Önemli olan su yerini bulsun istedim. Kıraç’a sadece kendi tarzında rock tarzında okumasını istedim. Genç neslin tanıması açısından ses getirdi ve 25 yılın en iyi bestesi seçildi. Benim yapmadığım 300 bestem var. Zor besteler, evladım gibi kıyamıyorum o yüzden taşıyabilecek birileri olsun diye dua ediyorum.  Ülkemizin anlayışını biliyorum yeni olanları acayip destekliyorlar, senelerini vermiş olan insanların hedeflerinin dışında olduğu için o tarafa hiç bakmıyorlar. Bu çok yanlış. Biz bu müziği onlara ikram etmek için bütün dünyayı dinledik. Onlar bişey dinlemiyorlar, bizim şarkılarımızda mana var derinlik var, şairlik var. Kuran’ımız bile şiir tarzında yazılmış. Mevlana’nın bütün  mesnevileri şiir tarzında. Şiir’in öznesi yoktur okuyan onun öznesi olur.O şiiri okuyan kişi çok iyi okuyorsa o şiiri anladığı içindir. Kendi hayatından geçen bir olayı şair en küçük detayına kadar aktarmıştır, bilmediği duygularını da açığa çıkarmıştır.

 

Biz dünyadaki bütün kitapları daha 20’li yaşlarımızda okumaya çalışıyorduk.Öyle bir kültür vardı ki insanın kendini var etmesinin şart olduğu öğretilmişti.Yabi Allah vergisiyle dünyaya gelip öyle yaşanmaz.Dünyanın 5000 yıllık yazılı insanlık tarihinin bize vermiş olduğu çok önemli bilgiler var. Yani her ortamda denenmiş, üstelik haklı çıkmış ve doğru olarak litaratüre geçmiş, bunların hiç birini bilmeden dünyaya 2000 yılında geldim diye çağdaş diyemezsin. Bunları kuşanacaksın ve 2000 yılının karanlıklarını ancak öyle çözebilirsin.
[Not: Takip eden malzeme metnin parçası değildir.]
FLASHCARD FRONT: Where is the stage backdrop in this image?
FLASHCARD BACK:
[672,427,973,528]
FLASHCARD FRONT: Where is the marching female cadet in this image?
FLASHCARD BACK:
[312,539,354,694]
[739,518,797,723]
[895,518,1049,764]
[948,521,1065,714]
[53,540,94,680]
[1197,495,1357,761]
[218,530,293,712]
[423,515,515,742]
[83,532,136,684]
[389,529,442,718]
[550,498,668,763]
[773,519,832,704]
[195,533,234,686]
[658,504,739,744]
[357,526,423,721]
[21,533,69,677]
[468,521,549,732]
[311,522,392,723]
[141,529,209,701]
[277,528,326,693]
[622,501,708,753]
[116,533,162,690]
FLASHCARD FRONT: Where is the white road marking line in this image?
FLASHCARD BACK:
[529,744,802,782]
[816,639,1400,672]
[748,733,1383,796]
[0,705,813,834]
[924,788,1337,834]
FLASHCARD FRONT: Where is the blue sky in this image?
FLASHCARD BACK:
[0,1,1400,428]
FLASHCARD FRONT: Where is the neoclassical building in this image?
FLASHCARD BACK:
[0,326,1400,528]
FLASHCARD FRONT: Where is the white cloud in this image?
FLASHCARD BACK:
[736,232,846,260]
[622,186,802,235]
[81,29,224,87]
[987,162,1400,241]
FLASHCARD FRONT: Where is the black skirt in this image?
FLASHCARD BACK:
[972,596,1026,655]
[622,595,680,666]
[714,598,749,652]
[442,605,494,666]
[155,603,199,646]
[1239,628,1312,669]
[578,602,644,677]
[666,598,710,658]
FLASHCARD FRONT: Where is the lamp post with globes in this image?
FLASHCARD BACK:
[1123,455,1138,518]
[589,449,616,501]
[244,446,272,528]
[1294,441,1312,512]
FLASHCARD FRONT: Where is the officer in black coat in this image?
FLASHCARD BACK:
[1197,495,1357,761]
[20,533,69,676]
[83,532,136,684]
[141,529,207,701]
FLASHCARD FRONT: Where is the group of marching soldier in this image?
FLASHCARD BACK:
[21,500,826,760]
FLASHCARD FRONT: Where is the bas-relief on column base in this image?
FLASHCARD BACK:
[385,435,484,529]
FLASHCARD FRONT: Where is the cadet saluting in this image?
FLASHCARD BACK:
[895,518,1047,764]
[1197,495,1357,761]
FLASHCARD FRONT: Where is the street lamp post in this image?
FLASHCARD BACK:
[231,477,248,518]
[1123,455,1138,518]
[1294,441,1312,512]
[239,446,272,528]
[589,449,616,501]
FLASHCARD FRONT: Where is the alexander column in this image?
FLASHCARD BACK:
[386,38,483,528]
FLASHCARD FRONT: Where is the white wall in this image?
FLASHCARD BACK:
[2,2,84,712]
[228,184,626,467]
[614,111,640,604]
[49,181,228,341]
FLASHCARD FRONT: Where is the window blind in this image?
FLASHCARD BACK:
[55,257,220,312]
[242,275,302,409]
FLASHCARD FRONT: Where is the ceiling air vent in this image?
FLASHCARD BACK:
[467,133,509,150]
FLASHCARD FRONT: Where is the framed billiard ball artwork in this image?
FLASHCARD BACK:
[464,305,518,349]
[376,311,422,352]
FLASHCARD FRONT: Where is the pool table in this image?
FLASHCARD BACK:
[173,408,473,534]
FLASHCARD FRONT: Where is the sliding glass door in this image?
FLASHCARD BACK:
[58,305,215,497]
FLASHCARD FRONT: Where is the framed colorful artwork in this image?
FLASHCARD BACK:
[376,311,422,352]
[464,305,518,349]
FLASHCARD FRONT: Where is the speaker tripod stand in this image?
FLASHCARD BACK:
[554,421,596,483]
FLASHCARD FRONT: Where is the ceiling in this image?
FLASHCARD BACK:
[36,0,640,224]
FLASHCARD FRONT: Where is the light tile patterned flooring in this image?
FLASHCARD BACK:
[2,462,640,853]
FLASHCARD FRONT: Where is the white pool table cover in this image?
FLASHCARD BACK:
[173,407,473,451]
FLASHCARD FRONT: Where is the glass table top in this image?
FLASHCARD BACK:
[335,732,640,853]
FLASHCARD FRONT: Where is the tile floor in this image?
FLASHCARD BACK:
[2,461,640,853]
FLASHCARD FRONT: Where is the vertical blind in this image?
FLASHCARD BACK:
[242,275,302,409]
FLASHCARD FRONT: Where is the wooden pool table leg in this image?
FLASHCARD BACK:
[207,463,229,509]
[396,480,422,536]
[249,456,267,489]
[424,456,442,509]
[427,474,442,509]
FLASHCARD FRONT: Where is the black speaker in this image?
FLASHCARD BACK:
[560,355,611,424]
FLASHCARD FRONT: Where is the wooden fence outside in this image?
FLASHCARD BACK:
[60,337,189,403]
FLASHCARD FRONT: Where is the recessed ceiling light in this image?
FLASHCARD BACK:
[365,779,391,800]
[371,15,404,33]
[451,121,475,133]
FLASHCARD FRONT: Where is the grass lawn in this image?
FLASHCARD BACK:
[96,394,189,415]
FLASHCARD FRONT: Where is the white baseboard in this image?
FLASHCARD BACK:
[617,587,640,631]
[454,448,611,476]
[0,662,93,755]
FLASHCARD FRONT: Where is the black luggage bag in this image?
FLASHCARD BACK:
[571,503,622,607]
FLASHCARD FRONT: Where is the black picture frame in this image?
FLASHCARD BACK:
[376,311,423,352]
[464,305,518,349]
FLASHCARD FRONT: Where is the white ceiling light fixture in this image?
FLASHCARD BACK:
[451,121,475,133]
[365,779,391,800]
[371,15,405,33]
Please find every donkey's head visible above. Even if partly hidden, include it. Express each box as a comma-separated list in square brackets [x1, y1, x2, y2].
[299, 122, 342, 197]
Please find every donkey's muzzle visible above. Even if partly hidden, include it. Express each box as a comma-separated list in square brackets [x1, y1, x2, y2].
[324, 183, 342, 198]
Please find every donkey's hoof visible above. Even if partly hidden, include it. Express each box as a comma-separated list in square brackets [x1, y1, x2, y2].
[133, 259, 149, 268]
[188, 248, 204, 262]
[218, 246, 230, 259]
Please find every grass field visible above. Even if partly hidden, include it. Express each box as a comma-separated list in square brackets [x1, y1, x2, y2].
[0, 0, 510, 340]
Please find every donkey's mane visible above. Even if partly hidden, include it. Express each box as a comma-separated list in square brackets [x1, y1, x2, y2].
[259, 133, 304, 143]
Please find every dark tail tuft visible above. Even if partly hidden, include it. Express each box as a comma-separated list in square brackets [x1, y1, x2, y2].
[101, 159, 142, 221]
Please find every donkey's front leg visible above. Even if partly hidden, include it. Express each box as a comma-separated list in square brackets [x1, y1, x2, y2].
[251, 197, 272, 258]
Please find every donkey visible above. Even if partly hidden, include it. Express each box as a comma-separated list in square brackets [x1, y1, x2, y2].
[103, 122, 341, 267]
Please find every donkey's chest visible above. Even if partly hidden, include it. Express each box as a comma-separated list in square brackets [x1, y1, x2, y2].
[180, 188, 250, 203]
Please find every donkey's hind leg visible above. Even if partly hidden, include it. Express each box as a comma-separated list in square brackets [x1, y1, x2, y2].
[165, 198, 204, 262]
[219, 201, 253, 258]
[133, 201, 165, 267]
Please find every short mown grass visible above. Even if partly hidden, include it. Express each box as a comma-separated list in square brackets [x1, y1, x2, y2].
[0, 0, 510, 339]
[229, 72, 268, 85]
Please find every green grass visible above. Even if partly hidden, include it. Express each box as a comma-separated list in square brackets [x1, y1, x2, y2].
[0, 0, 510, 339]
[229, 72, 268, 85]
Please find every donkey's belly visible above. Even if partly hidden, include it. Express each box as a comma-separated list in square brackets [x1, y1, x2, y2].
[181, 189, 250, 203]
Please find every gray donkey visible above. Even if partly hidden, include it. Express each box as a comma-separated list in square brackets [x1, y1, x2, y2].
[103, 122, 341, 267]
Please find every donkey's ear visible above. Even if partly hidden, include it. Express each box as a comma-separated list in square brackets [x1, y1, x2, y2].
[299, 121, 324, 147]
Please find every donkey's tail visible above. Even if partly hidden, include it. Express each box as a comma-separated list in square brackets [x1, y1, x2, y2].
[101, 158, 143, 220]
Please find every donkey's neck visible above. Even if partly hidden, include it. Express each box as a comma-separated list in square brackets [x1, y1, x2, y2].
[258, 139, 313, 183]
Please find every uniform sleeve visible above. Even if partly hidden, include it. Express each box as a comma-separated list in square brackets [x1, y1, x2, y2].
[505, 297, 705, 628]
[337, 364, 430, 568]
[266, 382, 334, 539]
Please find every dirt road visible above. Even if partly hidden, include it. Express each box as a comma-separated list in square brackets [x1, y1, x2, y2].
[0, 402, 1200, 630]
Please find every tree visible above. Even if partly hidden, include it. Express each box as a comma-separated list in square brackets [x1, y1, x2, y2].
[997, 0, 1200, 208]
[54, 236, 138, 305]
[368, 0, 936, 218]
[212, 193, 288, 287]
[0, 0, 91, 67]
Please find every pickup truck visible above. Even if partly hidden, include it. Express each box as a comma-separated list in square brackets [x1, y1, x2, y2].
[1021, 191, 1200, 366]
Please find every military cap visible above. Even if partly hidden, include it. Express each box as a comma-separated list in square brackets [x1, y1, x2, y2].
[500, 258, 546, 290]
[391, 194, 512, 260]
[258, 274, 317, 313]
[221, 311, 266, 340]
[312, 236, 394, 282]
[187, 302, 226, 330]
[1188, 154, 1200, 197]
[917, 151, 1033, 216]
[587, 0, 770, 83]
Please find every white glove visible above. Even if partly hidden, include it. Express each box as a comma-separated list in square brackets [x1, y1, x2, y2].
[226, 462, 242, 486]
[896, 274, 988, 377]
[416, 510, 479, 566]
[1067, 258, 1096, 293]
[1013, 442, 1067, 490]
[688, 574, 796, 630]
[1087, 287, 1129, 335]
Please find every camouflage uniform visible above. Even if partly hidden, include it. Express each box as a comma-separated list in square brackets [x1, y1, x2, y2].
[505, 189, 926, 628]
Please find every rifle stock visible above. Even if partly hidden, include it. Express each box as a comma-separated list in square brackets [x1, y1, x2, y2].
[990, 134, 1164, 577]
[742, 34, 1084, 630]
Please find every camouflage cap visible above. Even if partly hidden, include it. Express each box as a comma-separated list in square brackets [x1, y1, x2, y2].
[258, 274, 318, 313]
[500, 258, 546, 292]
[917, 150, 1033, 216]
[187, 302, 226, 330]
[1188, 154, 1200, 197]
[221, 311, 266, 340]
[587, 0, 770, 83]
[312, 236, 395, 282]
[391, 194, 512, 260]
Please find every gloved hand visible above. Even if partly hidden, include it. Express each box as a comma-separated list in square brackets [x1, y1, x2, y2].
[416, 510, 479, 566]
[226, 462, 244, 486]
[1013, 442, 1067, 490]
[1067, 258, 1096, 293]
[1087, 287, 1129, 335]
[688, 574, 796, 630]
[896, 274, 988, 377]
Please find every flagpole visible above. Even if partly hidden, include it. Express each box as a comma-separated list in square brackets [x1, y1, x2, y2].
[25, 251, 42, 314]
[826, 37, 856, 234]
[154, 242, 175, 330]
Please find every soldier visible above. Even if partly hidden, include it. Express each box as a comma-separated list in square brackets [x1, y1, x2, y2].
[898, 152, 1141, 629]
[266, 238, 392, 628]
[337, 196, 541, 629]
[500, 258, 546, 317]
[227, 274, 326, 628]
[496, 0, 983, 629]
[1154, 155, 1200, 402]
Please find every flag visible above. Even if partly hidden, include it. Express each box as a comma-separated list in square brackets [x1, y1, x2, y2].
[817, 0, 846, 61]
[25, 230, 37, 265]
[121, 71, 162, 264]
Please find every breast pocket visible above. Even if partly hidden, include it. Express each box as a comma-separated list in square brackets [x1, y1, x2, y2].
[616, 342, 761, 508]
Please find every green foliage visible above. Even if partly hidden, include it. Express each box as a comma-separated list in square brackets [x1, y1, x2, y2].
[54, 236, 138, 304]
Biz eskiden müzik dinlerdik, şimdi seyrediyorlar.Seyredilsin diye kızlarımızı soyuyorlar, erkeklerimizi tuhaf tuhaf vücutlarını sergiliyorlar. Bunlar iş değil, bu sanat değil.

 

Sanat çırılçıplaktır, somuttur, görsel değildir. Ortaya koyarsın dinlediğin zaman seni çarpar

 

Teknolojinin insanlara verdiği bir felsefe var. Bizim kültürümüz onlarda olmadığı için tutunamıyorlar. Suçlamıyorum ancak bu bir eğitim eksikliğidir. Ben 45 yıllık bir öğretmenim.Bunlar insanlara öğretilebilir. Benim gençlere tavsiyem kitap okusunlar, araştırsınlar. Kim olduklarını araştırsınlar, dünyaya niçin geldiklerini araştırsınlar. Başkası değil, kendileri olacaklar. Bir insan özgür olmak istiyorsa kendi olmalı. Yaratılan herşey’e saygılı olunmalı.